How to stay AI-ready and prepare your company for 2026

AI For Business


Artificial intelligence is no longer a new trend, but a driving force in a rapidly reshaping global economy. Towards the end of 2025, businesses are on the brink of the AI ​​mass adoption curve. According to World Economic Forum Future of Jobs Report 202586% of companies expect AI and information processing technologies to significantly transform their business models by 2030, with the sharpest acceleration expected between 2026 and 2028. The implications are profound: redefining jobs, new frontiers of productivity, changing competitive dynamics, and the need for significant reskilling. Those who wait risk becoming irrelevant. Those who prepare now will decide the next 10 years.

Here are the top 10 actions every organization and leader can take to strategically, ethically, and profitably get on the 2026 AI adoption curve.

1. Define AI North Star

Piloting the AI ​​is easy. Creating sustainable value is not. Successful organizations create a North Star. The vision is not a tool; result Clearly define how AI will reshape workflows, people, and customer experiences. This North Star must:

  • Explain how AI creates competitive advantage
  • Guide cultural and operational redesign
  • Serve as a benchmark for AI ROI

In the words of Peter Drucker, “Management is about doing things right; leadership is about doing the right thing.” AI North Star is your leadership compass.

2. Conducting a skills gap audit

The World Economic Forum reports that 59 out of 100 workers will need training by 2030. What skills are most in demand? Analytical thinking, AI literacy, resilience, and creativity. A proactive audit should:

  • Map current roles to tomorrow's AI-enhanced workflows
  • Identify job-specific skill gaps
  • Segment talent according to reskilling ability

3. Invest in AI literacy across the enterprise

AI is not limited to data science teams. According to HBR, 91% of executives agree that having the right talent is important, but 72% admit they face a technology skills gap. Democratize the understanding and implementation of AI.

  • AI Bootcamp for Leadership
  • Just-in-time microlearning for frontline teams
  • Certifications and partner ecosystem (Coursera, LinkedIn Learning, etc.)

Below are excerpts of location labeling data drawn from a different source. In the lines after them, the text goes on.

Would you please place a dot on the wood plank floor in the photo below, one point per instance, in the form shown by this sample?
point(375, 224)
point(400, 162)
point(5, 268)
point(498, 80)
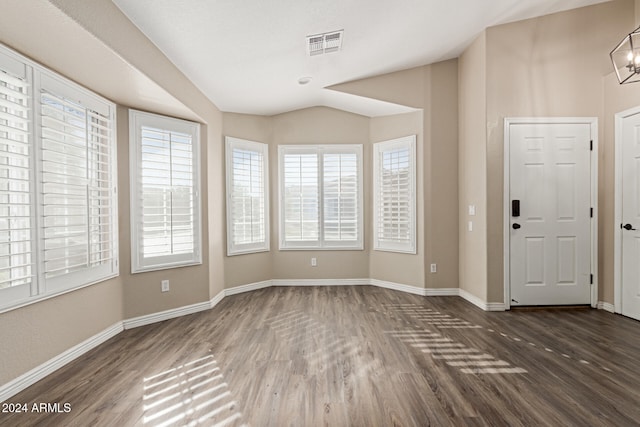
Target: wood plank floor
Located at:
point(358, 356)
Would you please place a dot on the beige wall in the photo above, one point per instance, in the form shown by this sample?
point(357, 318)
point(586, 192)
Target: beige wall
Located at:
point(472, 163)
point(548, 66)
point(38, 332)
point(617, 98)
point(318, 125)
point(250, 268)
point(433, 89)
point(389, 266)
point(441, 175)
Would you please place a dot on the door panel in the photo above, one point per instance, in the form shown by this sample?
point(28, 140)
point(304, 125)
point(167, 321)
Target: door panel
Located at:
point(550, 173)
point(631, 215)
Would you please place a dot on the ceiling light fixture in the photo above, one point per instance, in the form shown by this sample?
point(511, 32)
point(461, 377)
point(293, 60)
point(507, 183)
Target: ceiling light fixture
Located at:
point(626, 58)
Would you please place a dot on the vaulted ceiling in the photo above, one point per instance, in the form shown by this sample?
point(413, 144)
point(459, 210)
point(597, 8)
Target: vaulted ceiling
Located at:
point(247, 56)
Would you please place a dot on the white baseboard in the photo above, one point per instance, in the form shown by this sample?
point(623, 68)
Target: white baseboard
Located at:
point(486, 306)
point(398, 287)
point(166, 315)
point(319, 282)
point(606, 306)
point(442, 292)
point(247, 288)
point(36, 374)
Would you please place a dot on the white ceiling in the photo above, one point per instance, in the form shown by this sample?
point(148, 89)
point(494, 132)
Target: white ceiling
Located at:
point(247, 55)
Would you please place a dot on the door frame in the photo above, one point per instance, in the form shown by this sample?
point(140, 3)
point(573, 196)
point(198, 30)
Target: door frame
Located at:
point(617, 214)
point(506, 221)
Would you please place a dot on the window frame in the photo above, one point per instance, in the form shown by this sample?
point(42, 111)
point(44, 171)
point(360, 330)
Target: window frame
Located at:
point(407, 142)
point(138, 120)
point(40, 79)
point(232, 143)
point(321, 243)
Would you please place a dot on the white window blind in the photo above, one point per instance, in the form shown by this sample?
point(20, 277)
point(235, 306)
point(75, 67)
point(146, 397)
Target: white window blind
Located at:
point(321, 197)
point(77, 187)
point(58, 206)
point(16, 192)
point(164, 192)
point(247, 196)
point(394, 195)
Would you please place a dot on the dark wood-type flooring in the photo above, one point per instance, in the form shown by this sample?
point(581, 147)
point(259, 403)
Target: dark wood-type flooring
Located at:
point(353, 356)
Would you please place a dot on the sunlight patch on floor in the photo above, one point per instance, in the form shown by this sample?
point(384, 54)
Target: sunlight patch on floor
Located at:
point(192, 394)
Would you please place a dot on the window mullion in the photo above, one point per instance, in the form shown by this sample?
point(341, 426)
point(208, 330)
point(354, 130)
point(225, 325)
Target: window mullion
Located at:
point(38, 197)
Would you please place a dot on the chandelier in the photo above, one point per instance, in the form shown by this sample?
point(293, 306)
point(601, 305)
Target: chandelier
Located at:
point(626, 58)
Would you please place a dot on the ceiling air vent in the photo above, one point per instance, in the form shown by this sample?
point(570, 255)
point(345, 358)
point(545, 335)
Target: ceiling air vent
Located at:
point(324, 43)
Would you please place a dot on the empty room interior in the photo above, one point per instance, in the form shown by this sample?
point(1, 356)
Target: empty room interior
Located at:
point(301, 213)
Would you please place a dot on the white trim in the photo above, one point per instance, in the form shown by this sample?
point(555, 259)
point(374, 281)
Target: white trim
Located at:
point(232, 143)
point(166, 315)
point(248, 288)
point(36, 374)
point(379, 148)
point(398, 287)
point(320, 243)
point(17, 385)
point(593, 122)
point(319, 282)
point(617, 215)
point(478, 302)
point(137, 121)
point(606, 306)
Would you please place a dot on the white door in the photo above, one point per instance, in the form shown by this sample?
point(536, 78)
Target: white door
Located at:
point(630, 227)
point(550, 236)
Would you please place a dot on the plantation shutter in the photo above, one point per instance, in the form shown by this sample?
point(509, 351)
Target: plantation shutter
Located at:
point(16, 149)
point(166, 189)
point(394, 204)
point(247, 204)
point(77, 197)
point(301, 197)
point(321, 196)
point(164, 192)
point(341, 201)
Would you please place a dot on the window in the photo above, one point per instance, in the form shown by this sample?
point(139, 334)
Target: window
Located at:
point(165, 186)
point(320, 197)
point(247, 196)
point(58, 210)
point(394, 212)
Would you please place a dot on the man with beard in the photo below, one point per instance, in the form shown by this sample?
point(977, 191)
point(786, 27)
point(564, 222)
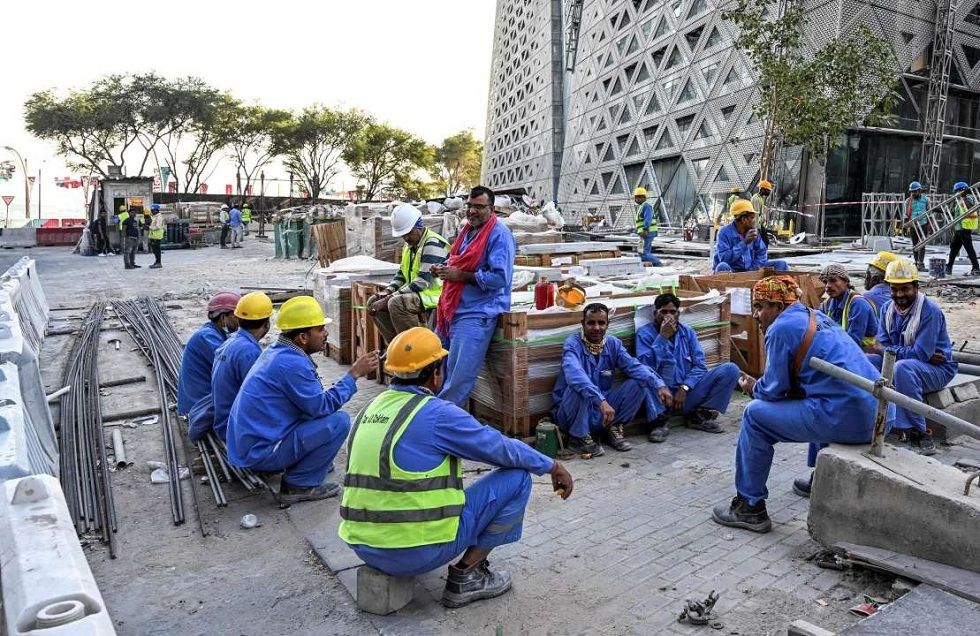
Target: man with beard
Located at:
point(792, 401)
point(914, 327)
point(585, 399)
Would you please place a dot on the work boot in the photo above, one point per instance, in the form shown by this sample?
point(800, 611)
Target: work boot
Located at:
point(742, 515)
point(803, 485)
point(704, 420)
point(474, 583)
point(585, 446)
point(288, 495)
point(616, 438)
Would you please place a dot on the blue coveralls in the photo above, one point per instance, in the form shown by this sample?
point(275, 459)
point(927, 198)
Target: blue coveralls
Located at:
point(475, 320)
point(833, 411)
point(680, 360)
point(862, 319)
point(586, 380)
point(194, 381)
point(493, 514)
point(733, 255)
point(914, 375)
point(283, 420)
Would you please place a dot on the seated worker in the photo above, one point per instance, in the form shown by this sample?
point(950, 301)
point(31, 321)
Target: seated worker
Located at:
point(194, 381)
point(855, 314)
point(740, 247)
point(585, 399)
point(792, 401)
point(404, 509)
point(282, 419)
point(414, 290)
point(914, 327)
point(672, 350)
point(232, 362)
point(876, 289)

4. Rewire organizational learning for speed

Leadership development needs to move from being temporary to being continuous. According to 2025 Global Leadership Development SurveyL&D is now a strategic differentiator. To be successful, you need to:

  • Predict role evolution
  • Accelerate your speed to skill
  • Integrate AI into L&D tools and content delivery

In the words of Charlie Munger, “You have to learn every big idea and make it part of the grid of your mind.” Make AI one of the beams of that grid.

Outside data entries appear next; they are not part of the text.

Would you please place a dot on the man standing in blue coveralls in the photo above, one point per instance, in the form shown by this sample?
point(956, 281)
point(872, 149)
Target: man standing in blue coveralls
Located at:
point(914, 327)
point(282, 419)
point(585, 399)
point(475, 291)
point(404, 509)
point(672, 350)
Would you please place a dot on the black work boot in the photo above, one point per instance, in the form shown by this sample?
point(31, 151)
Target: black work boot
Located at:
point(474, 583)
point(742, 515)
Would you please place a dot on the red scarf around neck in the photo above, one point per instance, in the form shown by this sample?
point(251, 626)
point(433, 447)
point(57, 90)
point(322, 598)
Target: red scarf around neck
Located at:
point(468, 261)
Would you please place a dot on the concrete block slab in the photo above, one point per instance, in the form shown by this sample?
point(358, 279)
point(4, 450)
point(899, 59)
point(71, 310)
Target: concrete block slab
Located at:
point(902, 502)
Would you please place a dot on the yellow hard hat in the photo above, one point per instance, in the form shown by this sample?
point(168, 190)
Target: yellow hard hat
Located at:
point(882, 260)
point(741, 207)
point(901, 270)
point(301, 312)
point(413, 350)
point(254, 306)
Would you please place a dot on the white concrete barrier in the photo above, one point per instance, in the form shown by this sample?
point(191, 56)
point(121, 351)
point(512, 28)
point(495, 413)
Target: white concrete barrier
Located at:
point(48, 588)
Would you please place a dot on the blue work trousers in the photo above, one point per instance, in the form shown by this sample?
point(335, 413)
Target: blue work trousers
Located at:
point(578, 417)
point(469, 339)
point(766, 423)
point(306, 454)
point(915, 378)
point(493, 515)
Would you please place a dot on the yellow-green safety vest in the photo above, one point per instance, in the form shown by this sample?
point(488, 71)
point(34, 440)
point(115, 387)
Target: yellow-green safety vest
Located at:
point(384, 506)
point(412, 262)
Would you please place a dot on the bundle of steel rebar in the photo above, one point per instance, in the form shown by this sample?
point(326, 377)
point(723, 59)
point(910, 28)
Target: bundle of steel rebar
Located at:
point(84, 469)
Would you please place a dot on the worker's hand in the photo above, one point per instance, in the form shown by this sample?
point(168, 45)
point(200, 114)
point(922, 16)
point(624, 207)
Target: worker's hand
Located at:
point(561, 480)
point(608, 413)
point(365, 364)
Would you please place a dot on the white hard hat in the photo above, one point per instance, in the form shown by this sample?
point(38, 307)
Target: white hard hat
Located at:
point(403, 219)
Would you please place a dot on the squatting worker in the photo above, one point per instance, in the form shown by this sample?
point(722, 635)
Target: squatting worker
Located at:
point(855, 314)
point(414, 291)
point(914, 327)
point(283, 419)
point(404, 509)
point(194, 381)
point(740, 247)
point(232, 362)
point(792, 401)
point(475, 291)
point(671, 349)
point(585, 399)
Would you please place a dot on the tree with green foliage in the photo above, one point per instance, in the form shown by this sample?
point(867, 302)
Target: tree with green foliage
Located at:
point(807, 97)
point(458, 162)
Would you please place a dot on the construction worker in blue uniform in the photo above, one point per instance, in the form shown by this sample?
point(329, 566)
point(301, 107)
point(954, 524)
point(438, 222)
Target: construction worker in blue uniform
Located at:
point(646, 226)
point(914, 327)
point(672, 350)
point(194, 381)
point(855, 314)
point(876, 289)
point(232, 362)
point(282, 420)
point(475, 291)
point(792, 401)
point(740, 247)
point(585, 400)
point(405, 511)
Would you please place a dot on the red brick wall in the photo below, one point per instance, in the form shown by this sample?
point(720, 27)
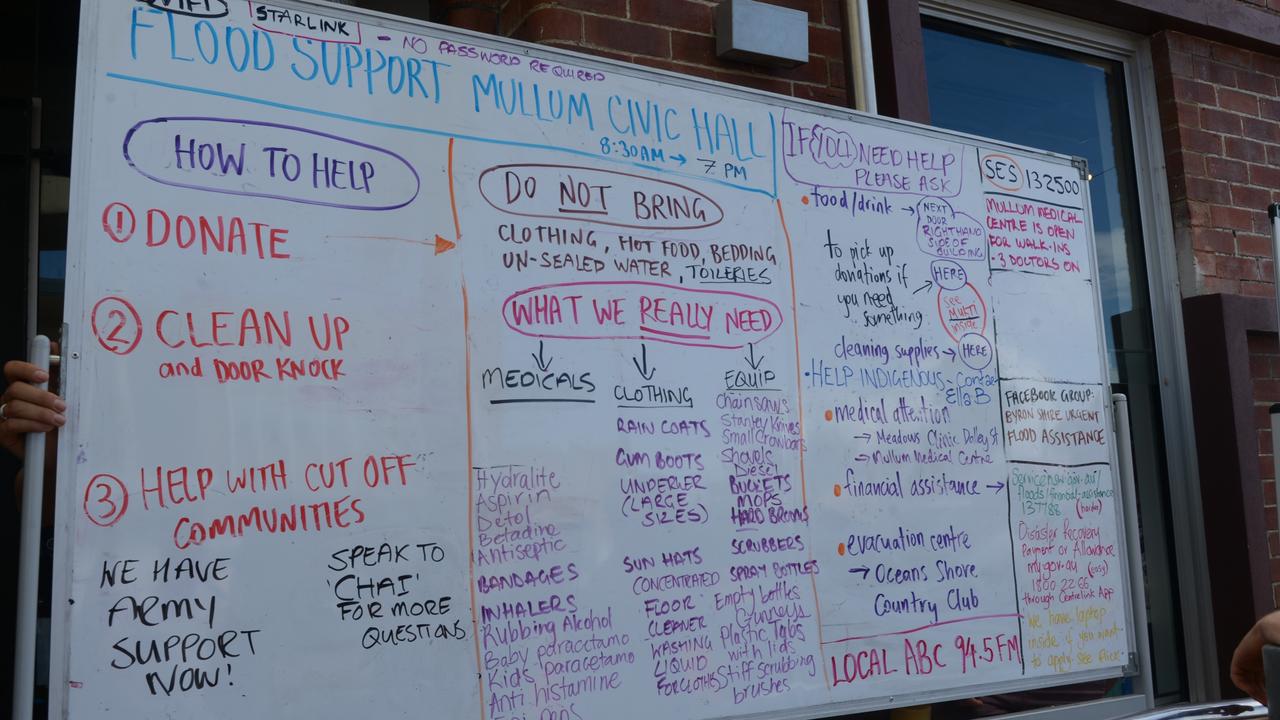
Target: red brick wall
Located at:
point(1220, 121)
point(1220, 118)
point(1265, 372)
point(677, 35)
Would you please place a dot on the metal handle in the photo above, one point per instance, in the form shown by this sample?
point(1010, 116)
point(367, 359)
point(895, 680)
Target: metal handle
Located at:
point(28, 563)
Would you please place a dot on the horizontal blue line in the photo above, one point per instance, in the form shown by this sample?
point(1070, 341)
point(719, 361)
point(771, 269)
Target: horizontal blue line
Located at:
point(420, 130)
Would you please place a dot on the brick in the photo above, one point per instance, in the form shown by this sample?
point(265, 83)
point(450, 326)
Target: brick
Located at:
point(1206, 263)
point(759, 82)
point(1226, 169)
point(626, 36)
point(616, 8)
point(821, 94)
point(1193, 91)
point(1265, 176)
point(1269, 108)
point(1188, 163)
point(682, 14)
point(1212, 72)
point(1212, 240)
point(1256, 245)
point(832, 13)
point(1220, 121)
point(1182, 64)
point(699, 71)
point(1244, 149)
point(1238, 268)
point(1258, 288)
point(597, 51)
point(1225, 286)
point(1187, 115)
point(1256, 82)
point(1266, 131)
point(551, 23)
point(1201, 141)
point(690, 48)
point(1197, 213)
point(1261, 223)
point(1234, 218)
point(1183, 42)
point(836, 76)
point(1208, 190)
point(830, 42)
point(1247, 196)
point(1230, 55)
point(1266, 64)
point(814, 72)
point(1238, 101)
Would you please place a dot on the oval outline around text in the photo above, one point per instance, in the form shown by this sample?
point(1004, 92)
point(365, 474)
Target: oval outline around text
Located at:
point(128, 137)
point(595, 220)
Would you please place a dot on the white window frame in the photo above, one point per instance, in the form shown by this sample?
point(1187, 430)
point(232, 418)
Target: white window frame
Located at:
point(1133, 51)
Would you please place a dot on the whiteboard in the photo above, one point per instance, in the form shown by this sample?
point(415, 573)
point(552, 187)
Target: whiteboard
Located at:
point(416, 369)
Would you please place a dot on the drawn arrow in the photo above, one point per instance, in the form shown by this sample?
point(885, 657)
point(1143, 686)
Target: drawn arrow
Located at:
point(643, 364)
point(443, 245)
point(543, 363)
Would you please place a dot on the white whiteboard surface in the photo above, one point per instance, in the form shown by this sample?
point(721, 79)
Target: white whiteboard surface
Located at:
point(417, 370)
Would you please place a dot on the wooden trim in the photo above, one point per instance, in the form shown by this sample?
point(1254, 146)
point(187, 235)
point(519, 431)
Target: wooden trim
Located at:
point(1225, 21)
point(1226, 441)
point(897, 51)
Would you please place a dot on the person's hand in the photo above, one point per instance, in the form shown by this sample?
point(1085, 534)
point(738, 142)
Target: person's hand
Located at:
point(27, 409)
point(1247, 662)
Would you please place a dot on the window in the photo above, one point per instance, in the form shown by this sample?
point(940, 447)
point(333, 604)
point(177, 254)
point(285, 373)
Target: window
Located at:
point(1059, 94)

5. Improve HR as a strategic AI partner

Currently, only 21% of HR leaders are involved in determining AI strategy, but this is rapidly changing. Future-ready organizations position HR as the architect of:

  • AI Talent Pipeline
  • Internal mobility powered by AI
  • Ethical governance framework for workforce transformation

6. Establish a robust change management architecture

AI transformation is not about technology, but about adopting behaviors. BCG research focuses on tailoring change strategies to organizational structures and social networks, rather than blindly applying best practices.

To be successful:

  • Map influential nodes in your organization's network
  • Engage with fellow advocates early
  • Use simulation to test behavioral adoption under AI conditions

7. Build ethical AI governance now

As AI becomes more agentic, so too does its risk. of AI Workforce Handbook and McKinsey both emphasize the need to:

  • Standards of explainability and transparency
  • Responsible Use Policy
  • Built-in compliance team

Establish a multidisciplinary governance committee that includes HR, legal, risk, and technology to prepare for AI regulatory pressures (such as EU AI legislation).

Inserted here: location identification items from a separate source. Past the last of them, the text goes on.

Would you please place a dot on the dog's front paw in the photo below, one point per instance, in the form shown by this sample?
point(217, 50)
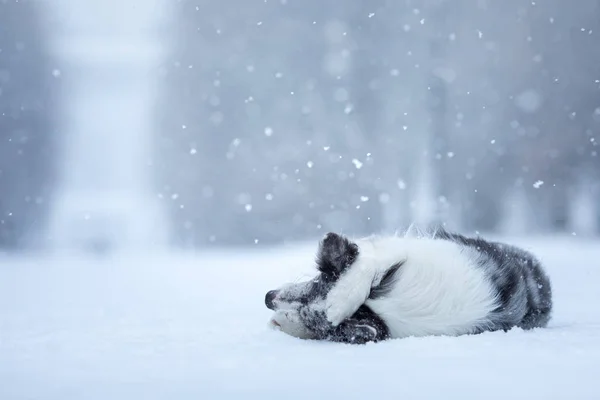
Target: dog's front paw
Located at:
point(356, 332)
point(315, 320)
point(337, 312)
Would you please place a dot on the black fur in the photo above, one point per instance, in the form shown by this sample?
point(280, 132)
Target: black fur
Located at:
point(336, 253)
point(362, 327)
point(523, 287)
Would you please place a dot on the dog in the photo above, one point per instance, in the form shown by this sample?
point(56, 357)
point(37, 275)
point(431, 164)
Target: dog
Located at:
point(387, 287)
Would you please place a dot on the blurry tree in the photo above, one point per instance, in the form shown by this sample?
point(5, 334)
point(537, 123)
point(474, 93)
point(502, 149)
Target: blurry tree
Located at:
point(283, 119)
point(26, 123)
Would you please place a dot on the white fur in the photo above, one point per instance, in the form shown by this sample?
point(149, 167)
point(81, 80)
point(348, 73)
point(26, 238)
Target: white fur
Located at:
point(438, 289)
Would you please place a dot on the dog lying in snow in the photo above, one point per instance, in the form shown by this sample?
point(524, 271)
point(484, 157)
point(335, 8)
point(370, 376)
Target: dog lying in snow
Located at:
point(378, 288)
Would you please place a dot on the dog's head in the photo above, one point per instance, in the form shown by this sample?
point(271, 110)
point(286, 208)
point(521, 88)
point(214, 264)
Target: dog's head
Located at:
point(335, 254)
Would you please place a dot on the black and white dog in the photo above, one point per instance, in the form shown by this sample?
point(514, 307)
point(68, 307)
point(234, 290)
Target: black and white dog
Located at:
point(378, 288)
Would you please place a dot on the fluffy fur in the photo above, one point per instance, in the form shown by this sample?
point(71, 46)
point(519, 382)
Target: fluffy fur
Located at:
point(444, 283)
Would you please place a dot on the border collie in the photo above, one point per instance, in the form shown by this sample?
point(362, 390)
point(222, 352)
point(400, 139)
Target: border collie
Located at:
point(378, 288)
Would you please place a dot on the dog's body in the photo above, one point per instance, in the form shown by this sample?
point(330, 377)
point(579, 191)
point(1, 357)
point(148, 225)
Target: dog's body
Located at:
point(392, 287)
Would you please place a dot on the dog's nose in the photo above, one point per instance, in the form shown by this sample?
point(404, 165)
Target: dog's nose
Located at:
point(269, 298)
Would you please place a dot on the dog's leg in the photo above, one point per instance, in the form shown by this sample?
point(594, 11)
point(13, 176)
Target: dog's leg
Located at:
point(362, 327)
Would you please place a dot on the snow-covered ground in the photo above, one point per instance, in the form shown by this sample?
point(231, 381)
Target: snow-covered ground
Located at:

8. Adopt scalable Agentic AI use cases

2026 is the year agent AI moves from experimentation to productivity. Think co-pilots, autonomous agents, and complete automation of business functions. Leaders must:

  • Prioritize 3-5 high-impact use cases (customer service, finance, product development, etc.)
  • Piloting with cross-functional teams
  • Expand only if measurable impact is proven

9. Fostering a culture of AI co-creation

AI is not a tool to be inherited; it must be co-developed. McKinsey notes that employees are already using AI three times more than executives realize.

Unleash this potential by:

  • Established an “AI Task Force” within the business unit
  • Rewarding AI innovation through internal challenges and incubators
  • Promote a growth mindset at every level

10. Measure what matters (and iterate quickly)

In 2026, you will need dynamic metrics instead of static dashboards, so use:

  • AI adoption rate by function
  • ROI by AI use case
  • Emotion and trust tracking
  • Skill progression over time

takeout

The AI ​​won't wait for you to catch up. Marshall Goldsmith's famous quote. “What got you here can't get you there.” The adoption curve of 2026 will inexorably separate the bold from the bureaucratic. The most competitive organizations will not be those with the flashiest tools, but those that align their talent, strategy, and culture to think and act with AI in their DNA.